El 30 de marzo (atad cabos: una semana después de que Pacelli hubiese elaborado su borrador, pero unos días antes de aquél en el que, probablemente, pretendía comunicarlo a la embajada), el general Franco recibió al nuncio Cicognani, a quien había llamado con urgencia. Y no se anduvo por las ramas. Quería que Segura dejase de ser arzobispo de Sevilla. Sic. Cicognani dijo aquello de los fontaneros; eso de “esto no va ser tan fácil, aquí va a haber que picar…”; y Franco le contestó: haga lo que tenga usted que hacer, pero arranque esa puta cañería podrida y métasela por donde le quepa.

Serrano nos cuenta en sus memorias que un domingo por la noche, posterior a esta entrevista en mi opinión, regresaba el cuñado de una tarde en La Granja con la familia. Como entonces no había móviles, fue al llegar a Madrid cuando se encontró con el recado de que le habían llamado varias veces con urgencia con recado del director general de Seguridad. Cuando pudo contactar con él, el director general le transmitió la orden del ministro Beigbeder de tramitar una orden de expulsión de España a nombre de Pedro Segura, de profesión Espada de Trento.

Serrano dice que puso pies en pared y que no estaba dispuesto a hacer tal cosa. Es hasta posible que fuese así, porque no era un tipo idiota en lo absoluto, y no se le podía escapar el cachondeo internacional que se produciría si el franquismo declaraba persona non grata al mismo tipo que había merecido dicho tratamiento por parte de la República. Pero a mí, la verdad, me cuesta un poco creerlo. En fin, Serrano dice que, cuando el conde de Mayalde le dijo que Franco estaba de acuerdo, resolvió llamar al jefe del Estado, al que dice haber convencido del argumento que acabo de expresar. Personalmente, considero que, si la orden de expulsión de Segura se manejó como posibilidad, es evidente que a Franco alguien le convenció de que el gesto le iba a salir muy caro. Que ese alguien fuese Serrano, ya no lo tengo yo tan claro (aunque él sí parece estar seguro de ello).

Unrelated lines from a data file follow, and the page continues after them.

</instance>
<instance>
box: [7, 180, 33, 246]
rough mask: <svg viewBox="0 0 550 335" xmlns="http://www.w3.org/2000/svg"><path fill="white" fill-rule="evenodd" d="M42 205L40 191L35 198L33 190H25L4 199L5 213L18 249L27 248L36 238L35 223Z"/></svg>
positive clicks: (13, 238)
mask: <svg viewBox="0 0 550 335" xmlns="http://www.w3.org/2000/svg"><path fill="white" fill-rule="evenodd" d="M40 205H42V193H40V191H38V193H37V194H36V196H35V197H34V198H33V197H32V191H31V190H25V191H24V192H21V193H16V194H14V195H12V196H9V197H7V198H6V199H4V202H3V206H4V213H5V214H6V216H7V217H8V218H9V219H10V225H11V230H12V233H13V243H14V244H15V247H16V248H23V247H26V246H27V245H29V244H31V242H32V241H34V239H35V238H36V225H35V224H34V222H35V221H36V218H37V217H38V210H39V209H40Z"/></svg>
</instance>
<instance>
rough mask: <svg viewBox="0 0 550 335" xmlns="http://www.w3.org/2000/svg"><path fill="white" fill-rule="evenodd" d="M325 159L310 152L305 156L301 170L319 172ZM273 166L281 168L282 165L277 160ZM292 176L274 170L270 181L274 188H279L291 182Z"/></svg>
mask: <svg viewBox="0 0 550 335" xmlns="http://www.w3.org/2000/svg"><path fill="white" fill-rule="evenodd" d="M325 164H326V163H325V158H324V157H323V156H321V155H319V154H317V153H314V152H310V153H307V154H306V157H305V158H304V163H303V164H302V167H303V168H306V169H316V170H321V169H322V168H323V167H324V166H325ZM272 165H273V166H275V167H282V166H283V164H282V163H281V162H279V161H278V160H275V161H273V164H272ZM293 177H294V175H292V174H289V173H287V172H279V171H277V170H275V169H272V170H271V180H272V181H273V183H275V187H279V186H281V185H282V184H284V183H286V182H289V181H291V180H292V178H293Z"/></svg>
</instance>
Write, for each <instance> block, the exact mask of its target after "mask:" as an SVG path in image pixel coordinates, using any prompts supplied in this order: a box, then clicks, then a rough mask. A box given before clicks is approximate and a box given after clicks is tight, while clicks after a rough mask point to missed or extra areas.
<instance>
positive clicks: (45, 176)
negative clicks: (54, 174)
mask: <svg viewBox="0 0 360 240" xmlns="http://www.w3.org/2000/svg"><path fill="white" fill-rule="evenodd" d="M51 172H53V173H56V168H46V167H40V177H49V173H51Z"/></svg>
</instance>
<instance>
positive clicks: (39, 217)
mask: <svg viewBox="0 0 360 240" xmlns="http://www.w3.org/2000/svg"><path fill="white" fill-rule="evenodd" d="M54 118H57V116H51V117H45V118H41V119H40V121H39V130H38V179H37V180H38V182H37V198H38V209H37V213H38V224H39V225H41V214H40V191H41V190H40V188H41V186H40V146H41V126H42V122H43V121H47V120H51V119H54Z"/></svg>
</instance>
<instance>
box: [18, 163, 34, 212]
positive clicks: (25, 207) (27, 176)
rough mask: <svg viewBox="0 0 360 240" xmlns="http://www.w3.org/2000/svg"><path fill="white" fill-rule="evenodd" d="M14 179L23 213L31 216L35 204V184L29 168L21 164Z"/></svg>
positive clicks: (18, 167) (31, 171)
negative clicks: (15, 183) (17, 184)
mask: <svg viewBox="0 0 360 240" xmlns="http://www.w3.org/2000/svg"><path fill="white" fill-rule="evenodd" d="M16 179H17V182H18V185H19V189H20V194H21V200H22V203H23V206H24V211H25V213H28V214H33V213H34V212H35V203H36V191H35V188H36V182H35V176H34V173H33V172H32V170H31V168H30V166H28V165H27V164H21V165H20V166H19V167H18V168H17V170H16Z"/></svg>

Franco, sin embargo, nunca, o casi nunca, se bajaba completamente de las burras. Sacaba un pie fuera, a veces medio cuerpo; pero casi siempre permanecía encima del equino, porque a terco no lo ganaba casi nadie. Consecuentemente, se avino a no poner a Segura en la frontera; pero eso no quiere decir que aceptase su continuidad al frente de la sede arzobispal.